Po tym, co pokazał najlepszy alpejczyk ostatnich lat - Marco Odermatt w supergigancie, gdy zdeklasował rywali, wydawało się, że nie powinien mieć problemu z obroną tytułu w zjeździe. Na trasie nie popełnił większych błędów, jednak do młodszego kolegi z reprezentacji stracił aż 0.66 sekundy.
W Saalbach-Hinterglemm będzie miał jeszcze szansę na medal w slalomie gigancie, którego także jest faworytem.
- To nie był zły przejazd, chociaż momentami nie udało mi się utrzymać czystej linii. Cieszę się za to bardzo ze zwycięstwa Franjo - powiedział na mecie dla Eurosportu Odermatt
Franjo von Allmen, który dorastał w Boltigen, małym miasteczku w dystrykcie Obersimmental w kantonie Berno, odniósł największy sukces w karierze. Do światowej czołówki zaczął się zaliczać pod koniec poprzedniego sezonu, a w tym ugruntował wysoką pozycję. Wygrał jedne pucharowe zawody, ale w supergigancie. W zjeździe trzykrotnie zajmował drugie miejsce.
- Nie denerwowałem się tym startem. Nie jechałem też zbyt ryzykownie.
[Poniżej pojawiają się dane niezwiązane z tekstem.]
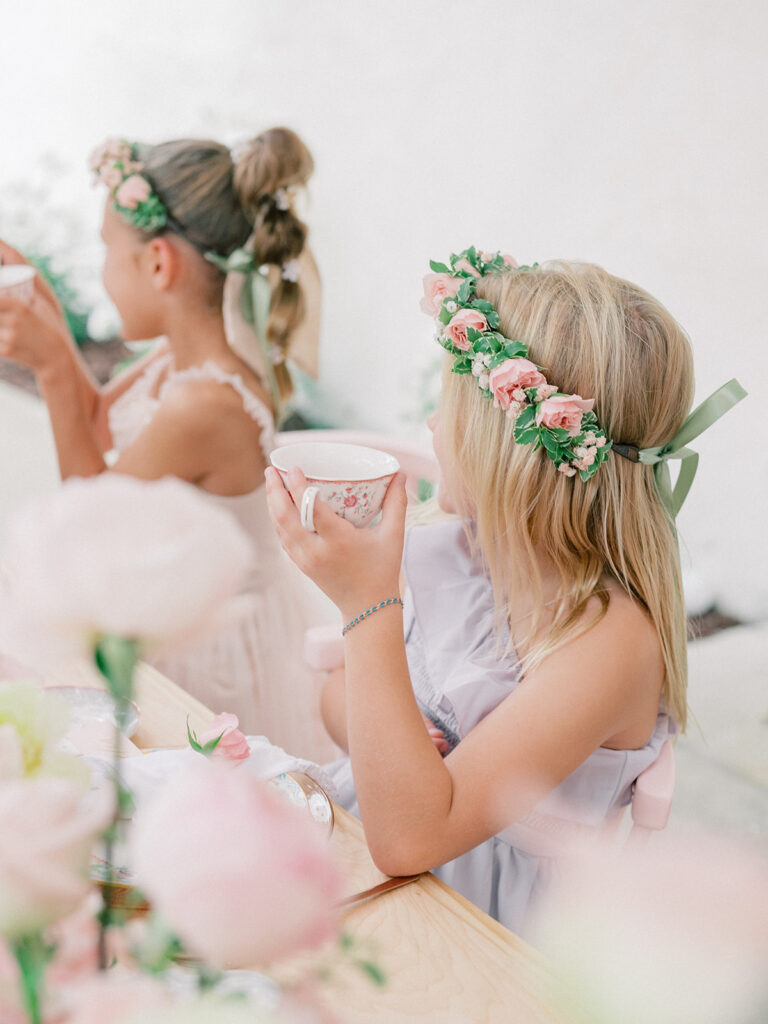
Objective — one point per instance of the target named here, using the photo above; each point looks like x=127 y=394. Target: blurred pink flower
x=114 y=996
x=261 y=882
x=134 y=189
x=232 y=745
x=113 y=554
x=47 y=836
x=677 y=931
To wspaniały dzień dla naszej ekipy - podkreślił von Allmen.
Aby uczcić trzy srebrne medale zdobyte na mistrzostwach świata juniorów w 2022 roku, w kanadyjskiej Panoramie, wiejski rzeźnik stworzył na jego cześć specjalną „Silberblitz-Wurscht”, co dosłownie oznacza kiełbaskę "Srebrna Błyskawica".
Jeśli chcesz spróbować, to „Franjo Wurst” kosztuje 2,64 franków szwajcarskich (prawie 3 dolary amerykańskie) za 100 gramów.
Na trasie w Saalbach-Hinterglemm, Szwajcar pokonał (o 0.24 sekundy) dziesięć lat starszego Austriak Vincenta Kriechmayra, który zdobył piąty medal mistrzostw świata w karierze. Trzeci na mecie (strata 0.31 sekundy), rodak zwycięzcy - Alexis Monney również jest objawieniem sezonu 2024/2025.
Polacy w zjeździe nie startowali. W poniedziałek w mistrzostwach będzie dzień przerwy, a na wtorek zaplanowano drużynową rywalizację w kombinacji kobiet.